Tautomerization of the substrate heterocycle in the course of the reaction of xanthine oxidase

Abstract

Tautomerism in several forms of pteridines and purines relevant to the reaction of the molybdenum hydroxylase xanthine oxidase has been studied using ab inito Density Functional theory calculations in vacuo and the Kikwood/Onsager reaction field in solvent with high dielectric constant.
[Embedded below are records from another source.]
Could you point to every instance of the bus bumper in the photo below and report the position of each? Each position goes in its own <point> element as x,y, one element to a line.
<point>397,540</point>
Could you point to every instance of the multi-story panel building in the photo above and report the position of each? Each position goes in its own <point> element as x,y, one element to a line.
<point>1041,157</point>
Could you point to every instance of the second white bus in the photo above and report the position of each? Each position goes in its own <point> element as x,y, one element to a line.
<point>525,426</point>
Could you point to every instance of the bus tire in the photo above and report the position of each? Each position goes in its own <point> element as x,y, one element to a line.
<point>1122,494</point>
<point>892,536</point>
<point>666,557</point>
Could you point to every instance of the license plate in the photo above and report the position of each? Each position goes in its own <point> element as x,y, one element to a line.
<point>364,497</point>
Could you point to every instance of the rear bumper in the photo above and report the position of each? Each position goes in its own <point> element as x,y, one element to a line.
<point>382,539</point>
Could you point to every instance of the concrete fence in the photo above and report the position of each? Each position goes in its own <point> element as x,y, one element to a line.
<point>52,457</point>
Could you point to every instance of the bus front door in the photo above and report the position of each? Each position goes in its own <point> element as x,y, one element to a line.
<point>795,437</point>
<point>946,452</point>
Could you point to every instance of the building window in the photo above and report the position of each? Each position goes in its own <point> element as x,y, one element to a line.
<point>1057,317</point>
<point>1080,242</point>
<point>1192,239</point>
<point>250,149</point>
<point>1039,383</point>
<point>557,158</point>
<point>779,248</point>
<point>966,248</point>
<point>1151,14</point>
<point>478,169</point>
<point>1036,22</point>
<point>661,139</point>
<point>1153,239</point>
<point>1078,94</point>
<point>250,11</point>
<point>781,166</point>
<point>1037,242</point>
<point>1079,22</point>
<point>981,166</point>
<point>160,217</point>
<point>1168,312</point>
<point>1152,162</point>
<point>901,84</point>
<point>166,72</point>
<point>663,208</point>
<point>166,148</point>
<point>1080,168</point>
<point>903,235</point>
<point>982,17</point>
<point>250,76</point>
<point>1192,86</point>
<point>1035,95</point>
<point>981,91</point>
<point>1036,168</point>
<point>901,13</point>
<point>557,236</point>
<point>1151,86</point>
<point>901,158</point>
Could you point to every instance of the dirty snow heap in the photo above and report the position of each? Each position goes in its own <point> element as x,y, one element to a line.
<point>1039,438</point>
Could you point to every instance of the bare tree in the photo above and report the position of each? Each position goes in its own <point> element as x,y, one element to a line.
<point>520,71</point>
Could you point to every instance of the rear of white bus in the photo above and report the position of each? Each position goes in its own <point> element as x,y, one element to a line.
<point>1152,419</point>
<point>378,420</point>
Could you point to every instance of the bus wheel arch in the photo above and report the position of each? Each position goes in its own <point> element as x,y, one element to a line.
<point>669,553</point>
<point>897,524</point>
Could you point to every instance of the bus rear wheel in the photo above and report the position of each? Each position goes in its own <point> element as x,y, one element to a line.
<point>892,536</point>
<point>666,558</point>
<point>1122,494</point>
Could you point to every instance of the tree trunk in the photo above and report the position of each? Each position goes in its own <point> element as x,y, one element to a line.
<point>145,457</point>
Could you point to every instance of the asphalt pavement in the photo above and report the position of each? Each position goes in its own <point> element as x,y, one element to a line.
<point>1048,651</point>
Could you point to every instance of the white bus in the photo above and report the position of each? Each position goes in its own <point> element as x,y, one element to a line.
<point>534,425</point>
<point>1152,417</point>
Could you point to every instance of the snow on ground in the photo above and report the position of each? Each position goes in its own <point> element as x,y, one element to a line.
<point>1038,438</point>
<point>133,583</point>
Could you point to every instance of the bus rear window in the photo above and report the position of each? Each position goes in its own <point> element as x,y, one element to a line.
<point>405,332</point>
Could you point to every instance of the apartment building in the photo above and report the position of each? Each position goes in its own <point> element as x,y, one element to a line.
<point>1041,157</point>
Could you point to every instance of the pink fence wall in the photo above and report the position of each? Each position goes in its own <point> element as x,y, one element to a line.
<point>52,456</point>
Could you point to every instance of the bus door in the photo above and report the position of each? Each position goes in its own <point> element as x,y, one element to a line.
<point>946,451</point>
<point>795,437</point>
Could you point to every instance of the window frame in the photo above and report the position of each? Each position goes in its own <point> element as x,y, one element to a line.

The results indicate that during the oxidative hydroxylation catalyzed by the mononuclear molybdenum center of xanthine oxidase both classes of substrates undergo a proton shift from the pyrimidine subnucleus to the imidazole (for purines) or pyrazine (for pteridines) subnucleus. This shift has three principal effects; (i) compensation of the negative charge accumulating on the imidazole subnucleus of substrate; (ii) partial transfer of negative from the imidazole (pyrizine, in pteridines) to the pyrimidine dione; and (iii) lowering of the energy of intermediates formed in the course of the reaction. The results of our calculations are supported by the UV-Vis spectra of pteridinedione N-anion as well as the observed kinetic isotope effects and pH dependence of the apparent rate of the product formation and decay observed during oxidative hydroxylation of pteridine and purine substrates catalyzed by xanthine oxidase. The present results provide an explanation of the otherwise anomalous observation that methylation of N3 in xanthine, a site remote from the hydroxylation chemistry, results in nearly complete loss reactivity.